I’ll admit it, I loved running my office hours over Zoom. It’s probably taboo to praise any aspect of online education but it’s been one of the few good things for me as a result of this experiment with an online university.
Last semester was my third year as a TA for Chemistry 100, a class of about 100 students that provides the prerequisites for general first-year chemistry courses and labs. The return to research that began in July has allowed many graduate students to return to campus albeit with heavy restrictions. With few labs and tutorials running in person most graduate students I know have been relegated to lecture positions, moderating Zoom chats and running office hours. Office hours are a regular and integral part of online and in-person teaching, and they let me put names to faces and help struggling students one-on-one. And for most of the semester, it was me sitting alone in an empty room.
Whether students showed up or not, I used to be in a lecture room for an hour a week. Most TAs are fortunate if one person shows up needing help. Then the final approaches, students panic and we try to help students re-learn (or learn) months of material in too few hours. The move to online teaching has obviously been both a technological and administrative struggle on all sides, but running office hours over Zoom has turned out to be a surprising silver lining.
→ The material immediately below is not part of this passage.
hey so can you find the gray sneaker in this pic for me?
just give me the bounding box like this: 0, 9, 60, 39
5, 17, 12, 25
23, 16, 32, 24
Maybe it’s the loneliness and isolation brought on by the pandemic, but Wednesdays 7 to 8 p.m. when I ran my office hours last semester were a bright spot in my week. Wrapped in a blanket at home, saving money making my own coffee, full of food that wasn’t bought from Triple O’s and surrounded by the tablet, phone and two computers I need to make this all work, I was in no way nostalgic for this pre-pandemic portion of my TA work. I had more students in the first two weeks of digital office hours than I used to see in a whole semester. I could see at least half a dozen students at once, each coming prepared with specific list of questions.
The rewarding thing about this job was getting to help students understand the material. Through online office hours I could reach and help many more people than before. I could annotate over slides or demonstrate equations that everyone in the call could see at once, or let students screen share the question they were stuck on. I wasn’t awkwardly maneuvering around a lecture room that wasn’t built with office hours in mind, trying not to knock over laptops and cups of coffee as I craned my neck to see what was on a student’s laptop.
Despite being at a later time, my office hours were less likely to overlap with existing lectures and didn’t require students to rework their schedules. I like to think the low barrier to entry for students to attend is why numbers were up, but it might also be they needed more help than ever due to the pressures of Zoom university. I’m going to staunchly believe in the former as it validates me as an educator.
So, as we all dream of a day when we return to campus, fill the lecture halls and do away with online learning, I hope that not every technological experiment is thrown out with the bathwater. This has been a true learning experience for students and instructors alike, but I think it’s important we do actually learn from it. Online office hours seem pretty great from this side of the equation.
Taylor Wright is a 4th year PhD candidate in the UBC Chemistry Department focusing on materials research.